Visceral fat around the inner organs is a metabolically active tissue, and more of it is entirely detrimental to long-term health. These fat deposits interact with the immune system in a number of distinct ways to produce chronic inflammation, and that inflammation in turn drives the onset and progression of tissue dysfunction and all of the common age-related conditions. For example, visceral fat encourages the accumulation of senescent cells and their pro-inflammatory signaling, while visceral fat cells signal in ways that mimic infection, as well as producing DNA debris that activates the innate immune system. Given the number of known inflammatory processes, we might expect researchers to uncover further, novel mechanisms involved in generating inflammation in visceral fat, as is the case here.
γδ T cells are a unique and poorly understood class of lymphocytes generally regarded for their role in barrier protection with functionally distinct subpopulations residing in epithelial tissues, including those of the skin, gut, and lung. In addition to responding to antigen presentation via the T cell receptor, similar to conventional T cells (regulatory, helper, and cytotoxic T cells) of the adaptive immune system, γδ T cells can respond directly to cytokines and other intact proteins without antigen processing and presentation, and have the capacity to phagocytize much like innate immune cells.
In adipose tissues, contrary to their traditional function in infection control, γδ T cells appear to play major roles in maintaining homeostasis with respect to inflammation and insulin sensitivity. Adipose tissue γδ T cells have been shown to increase in number in mouse models of diet-induced obesity, where they promote macrophage accumulation, inflammation, and insulin resistance. More recently, they were reported to regulate adipose tissue regulatory T cell homeostasis and thermogenesis in adolescent and young-adult mice.

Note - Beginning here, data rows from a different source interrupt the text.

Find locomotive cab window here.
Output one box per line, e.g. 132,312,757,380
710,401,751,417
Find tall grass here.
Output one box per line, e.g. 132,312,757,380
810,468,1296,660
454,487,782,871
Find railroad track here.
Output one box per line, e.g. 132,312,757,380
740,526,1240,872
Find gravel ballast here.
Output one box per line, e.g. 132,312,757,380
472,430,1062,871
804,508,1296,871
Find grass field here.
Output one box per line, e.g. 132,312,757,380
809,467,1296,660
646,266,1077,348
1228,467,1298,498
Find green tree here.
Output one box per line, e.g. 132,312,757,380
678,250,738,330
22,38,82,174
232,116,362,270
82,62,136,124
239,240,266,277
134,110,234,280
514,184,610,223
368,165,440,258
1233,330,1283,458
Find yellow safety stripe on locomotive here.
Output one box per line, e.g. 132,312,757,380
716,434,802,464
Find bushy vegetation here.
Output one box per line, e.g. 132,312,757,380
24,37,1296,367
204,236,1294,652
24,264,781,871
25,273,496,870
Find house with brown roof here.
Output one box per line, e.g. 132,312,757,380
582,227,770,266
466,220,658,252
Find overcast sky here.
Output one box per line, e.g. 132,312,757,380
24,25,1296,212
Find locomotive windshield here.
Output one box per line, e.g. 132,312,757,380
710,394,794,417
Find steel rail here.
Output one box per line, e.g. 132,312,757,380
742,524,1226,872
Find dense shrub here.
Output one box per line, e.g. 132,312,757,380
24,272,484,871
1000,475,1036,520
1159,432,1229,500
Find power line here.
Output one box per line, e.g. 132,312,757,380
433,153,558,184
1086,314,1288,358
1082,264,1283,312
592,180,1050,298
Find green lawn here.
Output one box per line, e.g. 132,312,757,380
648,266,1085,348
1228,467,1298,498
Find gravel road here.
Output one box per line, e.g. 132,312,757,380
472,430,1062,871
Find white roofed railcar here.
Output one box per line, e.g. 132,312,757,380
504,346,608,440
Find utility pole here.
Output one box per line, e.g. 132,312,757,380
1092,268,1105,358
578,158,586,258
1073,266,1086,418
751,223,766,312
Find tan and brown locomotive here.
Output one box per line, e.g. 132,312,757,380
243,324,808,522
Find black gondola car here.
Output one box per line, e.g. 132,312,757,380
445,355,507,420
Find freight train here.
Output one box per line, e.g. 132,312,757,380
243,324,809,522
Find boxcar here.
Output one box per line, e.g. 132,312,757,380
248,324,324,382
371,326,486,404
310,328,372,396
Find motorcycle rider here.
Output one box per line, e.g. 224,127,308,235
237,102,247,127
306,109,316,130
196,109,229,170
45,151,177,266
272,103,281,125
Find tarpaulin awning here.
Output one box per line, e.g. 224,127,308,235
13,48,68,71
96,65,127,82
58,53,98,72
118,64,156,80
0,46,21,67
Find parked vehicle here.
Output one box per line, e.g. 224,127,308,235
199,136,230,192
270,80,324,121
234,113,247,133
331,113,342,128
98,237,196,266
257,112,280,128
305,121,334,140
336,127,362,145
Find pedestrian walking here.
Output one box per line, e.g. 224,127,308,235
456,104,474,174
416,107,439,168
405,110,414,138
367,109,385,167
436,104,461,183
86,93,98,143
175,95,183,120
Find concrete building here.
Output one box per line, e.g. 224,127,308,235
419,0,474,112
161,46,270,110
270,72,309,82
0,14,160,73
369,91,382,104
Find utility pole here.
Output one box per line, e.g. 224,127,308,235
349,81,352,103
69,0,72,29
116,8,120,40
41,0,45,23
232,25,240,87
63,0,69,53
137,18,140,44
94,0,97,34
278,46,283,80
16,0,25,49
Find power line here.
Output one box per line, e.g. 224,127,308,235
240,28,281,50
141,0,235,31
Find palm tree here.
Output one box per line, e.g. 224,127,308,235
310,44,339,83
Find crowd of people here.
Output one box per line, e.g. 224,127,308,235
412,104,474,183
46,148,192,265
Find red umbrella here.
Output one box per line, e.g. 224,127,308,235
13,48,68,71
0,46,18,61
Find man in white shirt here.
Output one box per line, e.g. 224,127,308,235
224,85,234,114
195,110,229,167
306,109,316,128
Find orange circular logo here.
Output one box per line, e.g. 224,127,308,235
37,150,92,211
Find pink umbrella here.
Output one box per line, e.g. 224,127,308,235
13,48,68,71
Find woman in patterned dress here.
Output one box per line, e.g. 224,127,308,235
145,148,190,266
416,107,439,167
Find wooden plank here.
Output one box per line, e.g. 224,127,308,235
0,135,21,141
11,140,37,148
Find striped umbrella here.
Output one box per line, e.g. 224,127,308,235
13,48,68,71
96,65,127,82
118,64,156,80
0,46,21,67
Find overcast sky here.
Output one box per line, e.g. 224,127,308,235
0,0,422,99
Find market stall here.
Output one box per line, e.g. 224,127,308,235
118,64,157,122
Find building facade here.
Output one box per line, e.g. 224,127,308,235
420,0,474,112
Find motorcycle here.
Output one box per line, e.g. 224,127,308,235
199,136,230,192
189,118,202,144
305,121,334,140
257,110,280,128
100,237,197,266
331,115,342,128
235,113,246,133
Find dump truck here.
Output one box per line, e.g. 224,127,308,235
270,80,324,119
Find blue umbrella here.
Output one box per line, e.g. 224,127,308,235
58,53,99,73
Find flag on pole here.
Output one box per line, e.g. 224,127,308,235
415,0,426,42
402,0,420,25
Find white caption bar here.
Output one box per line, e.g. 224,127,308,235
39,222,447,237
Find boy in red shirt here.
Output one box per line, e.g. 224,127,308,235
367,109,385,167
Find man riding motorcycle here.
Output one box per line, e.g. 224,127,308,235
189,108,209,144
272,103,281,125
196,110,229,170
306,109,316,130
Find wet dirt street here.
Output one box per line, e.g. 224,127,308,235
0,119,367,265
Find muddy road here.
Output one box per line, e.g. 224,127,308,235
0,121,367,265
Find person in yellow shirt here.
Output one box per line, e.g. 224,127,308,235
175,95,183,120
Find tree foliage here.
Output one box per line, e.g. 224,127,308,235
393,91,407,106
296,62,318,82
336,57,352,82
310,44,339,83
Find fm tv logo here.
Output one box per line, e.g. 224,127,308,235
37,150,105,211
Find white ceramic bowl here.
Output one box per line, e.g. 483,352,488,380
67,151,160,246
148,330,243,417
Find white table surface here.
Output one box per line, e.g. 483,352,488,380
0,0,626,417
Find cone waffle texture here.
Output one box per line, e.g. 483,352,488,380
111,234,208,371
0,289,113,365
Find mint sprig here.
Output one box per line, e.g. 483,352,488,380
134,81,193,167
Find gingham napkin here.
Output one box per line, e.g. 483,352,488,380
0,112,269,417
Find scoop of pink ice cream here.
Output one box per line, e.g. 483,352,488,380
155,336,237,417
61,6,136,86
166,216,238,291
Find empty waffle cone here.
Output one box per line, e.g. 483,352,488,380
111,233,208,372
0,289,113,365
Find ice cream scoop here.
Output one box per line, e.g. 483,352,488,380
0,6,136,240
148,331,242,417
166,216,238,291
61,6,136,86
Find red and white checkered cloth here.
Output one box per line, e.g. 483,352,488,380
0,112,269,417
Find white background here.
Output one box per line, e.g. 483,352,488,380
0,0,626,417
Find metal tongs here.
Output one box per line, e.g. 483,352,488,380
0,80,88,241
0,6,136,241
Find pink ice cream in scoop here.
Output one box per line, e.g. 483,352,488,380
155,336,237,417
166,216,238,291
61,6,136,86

Here, we identified and characterized a population of γδ T cells, which show unique age-dependent accumulation in the visceral adipose tissue of both mice and humans. Diet-induced obesity likewise increased γδ T cell numbers; however, the effect was greater in the aged where the increase was independent of fat mass. Genetic deficiency of γδ T cells in old age improved the metabolic phenotype, characterized by increased respiratory exchange ratio, and lowered levels of IL-6 both systemically and locally in visceral adipose tissue. Decreased IL-6 was predominantly due to reduced production by non-immune stromal cells, primarily preadipocytes, and adipose-derived stem cells. Collectively, these findings suggest that an age-dependent increase of tissue-resident γδ T cells in visceral adipose tissue contributes to local and systemic chronic inflammation and metabolic dysfunction in aging.